After we initialize out linker i define/get my incremental records and try to find

data_new = [
    {"unique_id": 3, "first_name": "John3", "surname": "Smith", "dob": "1980-01-01"},
    {"unique_id": 4, "first_name": "Jon1", "surname": "Smith", "dob": "1980-01-01"},
    {"unique_id": 5, "first_name": "Lucy1", "surname": "Jones", "dob": "1997-08-23"},
    {"unique_id": 6, "first_name": "Nancy", "surname": "Webber", "dob": "1997-08-23"},
    {"unique_id": 7, "first_name": "Martha", "surname": "Webber", "dob": "1997-08-23"},
]

df_new = pd.DataFrame(data_new)

df_inc = linker.find_matches_to_new_records(df_new, blocking_rules=[])
df_inc.as_pandas_dataframe().sort_values("match_weight", ascending=False)

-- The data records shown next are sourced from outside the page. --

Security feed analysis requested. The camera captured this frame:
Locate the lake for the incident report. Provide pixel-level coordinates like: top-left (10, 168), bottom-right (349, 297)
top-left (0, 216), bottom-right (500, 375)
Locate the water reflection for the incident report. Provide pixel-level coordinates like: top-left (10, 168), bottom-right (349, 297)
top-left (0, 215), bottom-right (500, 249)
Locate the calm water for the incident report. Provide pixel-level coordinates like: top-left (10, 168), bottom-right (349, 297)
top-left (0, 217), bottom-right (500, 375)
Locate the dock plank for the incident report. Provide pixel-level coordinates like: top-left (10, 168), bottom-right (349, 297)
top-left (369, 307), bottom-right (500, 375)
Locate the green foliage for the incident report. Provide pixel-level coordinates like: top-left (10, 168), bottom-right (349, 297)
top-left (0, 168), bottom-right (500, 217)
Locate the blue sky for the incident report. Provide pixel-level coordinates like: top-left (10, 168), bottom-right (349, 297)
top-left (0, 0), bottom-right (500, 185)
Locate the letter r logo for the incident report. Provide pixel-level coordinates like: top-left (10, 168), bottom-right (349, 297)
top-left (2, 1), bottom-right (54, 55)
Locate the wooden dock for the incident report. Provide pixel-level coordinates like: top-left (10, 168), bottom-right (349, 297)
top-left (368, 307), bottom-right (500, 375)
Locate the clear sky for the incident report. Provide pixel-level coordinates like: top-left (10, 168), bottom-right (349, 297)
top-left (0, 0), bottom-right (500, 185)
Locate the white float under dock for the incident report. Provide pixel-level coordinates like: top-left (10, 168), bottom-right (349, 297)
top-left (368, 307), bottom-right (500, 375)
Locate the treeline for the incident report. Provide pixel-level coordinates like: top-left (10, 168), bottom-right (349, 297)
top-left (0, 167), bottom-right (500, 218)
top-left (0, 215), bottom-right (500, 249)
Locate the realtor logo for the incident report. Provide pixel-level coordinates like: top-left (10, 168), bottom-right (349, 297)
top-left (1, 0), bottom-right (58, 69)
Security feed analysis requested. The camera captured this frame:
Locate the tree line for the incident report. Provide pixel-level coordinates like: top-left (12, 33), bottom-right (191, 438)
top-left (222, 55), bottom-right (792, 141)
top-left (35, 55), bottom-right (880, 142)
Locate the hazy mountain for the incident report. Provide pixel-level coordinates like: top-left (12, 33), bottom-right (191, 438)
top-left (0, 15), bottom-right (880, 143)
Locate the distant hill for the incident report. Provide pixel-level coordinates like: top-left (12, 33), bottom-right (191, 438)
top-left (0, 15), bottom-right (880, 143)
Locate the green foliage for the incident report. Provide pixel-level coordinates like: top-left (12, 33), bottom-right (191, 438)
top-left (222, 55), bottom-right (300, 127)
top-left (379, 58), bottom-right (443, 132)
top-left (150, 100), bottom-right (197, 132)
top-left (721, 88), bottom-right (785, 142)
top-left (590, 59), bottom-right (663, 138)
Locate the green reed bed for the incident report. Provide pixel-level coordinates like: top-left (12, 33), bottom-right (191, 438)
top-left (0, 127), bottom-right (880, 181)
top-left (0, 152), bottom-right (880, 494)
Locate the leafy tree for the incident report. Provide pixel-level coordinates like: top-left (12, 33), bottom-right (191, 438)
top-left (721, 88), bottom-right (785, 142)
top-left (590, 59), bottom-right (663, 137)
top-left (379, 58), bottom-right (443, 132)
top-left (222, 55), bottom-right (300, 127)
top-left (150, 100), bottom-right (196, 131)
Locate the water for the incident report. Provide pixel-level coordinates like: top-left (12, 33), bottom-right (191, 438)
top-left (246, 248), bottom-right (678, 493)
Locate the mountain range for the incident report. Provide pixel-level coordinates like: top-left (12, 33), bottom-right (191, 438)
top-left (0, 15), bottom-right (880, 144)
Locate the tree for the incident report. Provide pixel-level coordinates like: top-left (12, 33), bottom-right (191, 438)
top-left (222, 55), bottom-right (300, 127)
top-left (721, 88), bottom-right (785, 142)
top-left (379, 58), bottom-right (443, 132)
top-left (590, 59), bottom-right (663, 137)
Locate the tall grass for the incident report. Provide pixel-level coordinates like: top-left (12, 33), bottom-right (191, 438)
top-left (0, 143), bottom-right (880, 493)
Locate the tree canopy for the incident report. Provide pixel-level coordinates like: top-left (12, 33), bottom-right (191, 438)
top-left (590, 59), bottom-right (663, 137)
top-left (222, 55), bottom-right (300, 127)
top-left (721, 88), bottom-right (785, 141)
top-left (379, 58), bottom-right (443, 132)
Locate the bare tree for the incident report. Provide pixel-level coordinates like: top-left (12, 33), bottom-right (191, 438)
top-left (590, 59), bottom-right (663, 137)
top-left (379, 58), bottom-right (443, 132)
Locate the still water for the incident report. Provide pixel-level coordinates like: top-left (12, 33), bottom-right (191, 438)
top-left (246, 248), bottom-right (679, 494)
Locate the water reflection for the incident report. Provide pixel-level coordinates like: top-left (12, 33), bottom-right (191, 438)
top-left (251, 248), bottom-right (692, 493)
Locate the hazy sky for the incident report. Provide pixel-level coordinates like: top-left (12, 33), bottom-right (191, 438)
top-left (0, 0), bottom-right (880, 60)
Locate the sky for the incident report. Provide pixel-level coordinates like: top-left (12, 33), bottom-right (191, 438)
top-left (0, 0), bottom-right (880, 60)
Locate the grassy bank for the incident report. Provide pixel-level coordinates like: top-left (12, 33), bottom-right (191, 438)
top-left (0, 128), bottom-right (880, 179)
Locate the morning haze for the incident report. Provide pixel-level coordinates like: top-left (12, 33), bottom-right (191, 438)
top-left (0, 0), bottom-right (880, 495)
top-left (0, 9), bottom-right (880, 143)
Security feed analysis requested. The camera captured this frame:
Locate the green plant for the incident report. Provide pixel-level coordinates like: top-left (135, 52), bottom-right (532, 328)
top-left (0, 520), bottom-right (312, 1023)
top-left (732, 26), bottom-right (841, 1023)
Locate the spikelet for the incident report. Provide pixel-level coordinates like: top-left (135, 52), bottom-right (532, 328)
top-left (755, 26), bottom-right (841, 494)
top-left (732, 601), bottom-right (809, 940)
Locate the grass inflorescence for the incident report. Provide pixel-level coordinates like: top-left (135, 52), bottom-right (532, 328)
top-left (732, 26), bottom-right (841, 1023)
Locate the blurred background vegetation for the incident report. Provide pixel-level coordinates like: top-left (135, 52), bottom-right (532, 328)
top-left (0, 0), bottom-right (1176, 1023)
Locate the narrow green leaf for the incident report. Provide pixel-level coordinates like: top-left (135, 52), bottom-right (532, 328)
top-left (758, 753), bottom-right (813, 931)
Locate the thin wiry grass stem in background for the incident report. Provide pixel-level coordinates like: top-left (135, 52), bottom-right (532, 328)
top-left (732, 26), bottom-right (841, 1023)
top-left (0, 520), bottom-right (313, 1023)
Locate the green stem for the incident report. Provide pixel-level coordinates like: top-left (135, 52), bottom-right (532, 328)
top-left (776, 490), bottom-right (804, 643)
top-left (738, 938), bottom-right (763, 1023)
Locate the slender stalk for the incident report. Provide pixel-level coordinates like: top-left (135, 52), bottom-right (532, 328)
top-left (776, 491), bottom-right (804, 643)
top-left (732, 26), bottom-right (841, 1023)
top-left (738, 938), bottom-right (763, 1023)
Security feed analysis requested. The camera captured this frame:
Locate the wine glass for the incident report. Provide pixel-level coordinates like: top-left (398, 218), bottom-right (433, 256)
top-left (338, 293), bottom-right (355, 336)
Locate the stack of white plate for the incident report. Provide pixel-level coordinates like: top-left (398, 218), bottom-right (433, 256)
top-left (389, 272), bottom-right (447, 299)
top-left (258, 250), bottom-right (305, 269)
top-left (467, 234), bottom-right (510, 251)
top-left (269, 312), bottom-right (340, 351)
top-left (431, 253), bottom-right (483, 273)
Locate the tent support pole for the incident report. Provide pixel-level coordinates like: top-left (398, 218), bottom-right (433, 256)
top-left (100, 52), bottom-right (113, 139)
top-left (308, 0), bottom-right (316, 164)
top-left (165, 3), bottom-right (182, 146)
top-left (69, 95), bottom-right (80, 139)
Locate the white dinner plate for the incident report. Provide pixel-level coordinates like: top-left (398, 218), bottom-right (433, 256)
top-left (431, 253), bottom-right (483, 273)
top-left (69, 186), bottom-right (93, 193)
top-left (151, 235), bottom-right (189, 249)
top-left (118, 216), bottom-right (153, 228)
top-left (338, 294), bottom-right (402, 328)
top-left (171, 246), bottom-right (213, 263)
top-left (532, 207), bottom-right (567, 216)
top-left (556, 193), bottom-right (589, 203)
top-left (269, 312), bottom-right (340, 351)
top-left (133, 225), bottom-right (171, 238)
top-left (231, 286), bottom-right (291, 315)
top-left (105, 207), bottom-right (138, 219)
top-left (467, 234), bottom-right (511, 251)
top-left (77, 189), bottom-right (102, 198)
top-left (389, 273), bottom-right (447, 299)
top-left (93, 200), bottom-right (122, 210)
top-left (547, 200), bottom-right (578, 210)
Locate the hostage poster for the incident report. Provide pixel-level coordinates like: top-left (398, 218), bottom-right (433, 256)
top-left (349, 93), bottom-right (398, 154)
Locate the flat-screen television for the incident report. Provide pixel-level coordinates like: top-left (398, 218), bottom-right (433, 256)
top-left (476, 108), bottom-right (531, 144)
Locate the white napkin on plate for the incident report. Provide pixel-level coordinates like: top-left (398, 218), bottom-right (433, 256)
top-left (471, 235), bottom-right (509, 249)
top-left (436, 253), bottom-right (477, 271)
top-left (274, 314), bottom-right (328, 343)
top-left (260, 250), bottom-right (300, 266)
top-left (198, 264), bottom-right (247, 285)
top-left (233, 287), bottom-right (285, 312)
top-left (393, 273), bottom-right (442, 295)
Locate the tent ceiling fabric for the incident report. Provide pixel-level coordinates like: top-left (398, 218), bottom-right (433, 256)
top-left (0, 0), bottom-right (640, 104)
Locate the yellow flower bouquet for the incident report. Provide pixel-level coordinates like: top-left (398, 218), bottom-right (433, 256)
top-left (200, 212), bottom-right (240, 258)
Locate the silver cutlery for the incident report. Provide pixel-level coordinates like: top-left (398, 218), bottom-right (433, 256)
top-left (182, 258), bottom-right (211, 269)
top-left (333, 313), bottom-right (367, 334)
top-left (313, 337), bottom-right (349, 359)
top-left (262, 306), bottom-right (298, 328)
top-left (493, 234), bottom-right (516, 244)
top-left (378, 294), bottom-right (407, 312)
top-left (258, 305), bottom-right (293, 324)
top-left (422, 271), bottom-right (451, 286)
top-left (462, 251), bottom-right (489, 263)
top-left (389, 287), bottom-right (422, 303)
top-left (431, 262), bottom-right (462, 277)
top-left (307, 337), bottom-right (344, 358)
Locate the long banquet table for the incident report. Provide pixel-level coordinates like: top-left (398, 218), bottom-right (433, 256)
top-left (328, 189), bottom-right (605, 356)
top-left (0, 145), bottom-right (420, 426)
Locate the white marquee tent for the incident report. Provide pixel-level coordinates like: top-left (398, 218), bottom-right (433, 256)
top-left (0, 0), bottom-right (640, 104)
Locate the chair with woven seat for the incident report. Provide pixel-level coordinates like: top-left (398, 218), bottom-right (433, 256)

here the output df looks very similar to the .predict dataframe:

but when I end up clustering the results are not exactly what I expect

cluster_df = linker.cluster_pairwise_predictions_at_threshold(df_inc, threshold_match_probability=0.3)
cluster_df.as_pandas_dataframe()

instead of showing clusters of incoming records with gold records, as suggested by the output find_matches_to_new_records(where finds records with high match_probabilities), it shows the original gold records in cluster. Trying to understand the behavior of cluster_pairwise_predictions_at_threshold on the output of find_matches_to_new_records.

Answered by ADBond

Jul 31, 2024

This looks like something of a bug. Having a look at this it seems to be due to the fact that the clustering uses the input data set (in this case the golden records) as a starting point, and along the way there is an assumption that these are the full set of nodes. We are planning to make some behind-the-scenes adjustments to clustering, as well as allowing an option to cluster without a linker, and will definitely keep this in mind so we can remove this issue.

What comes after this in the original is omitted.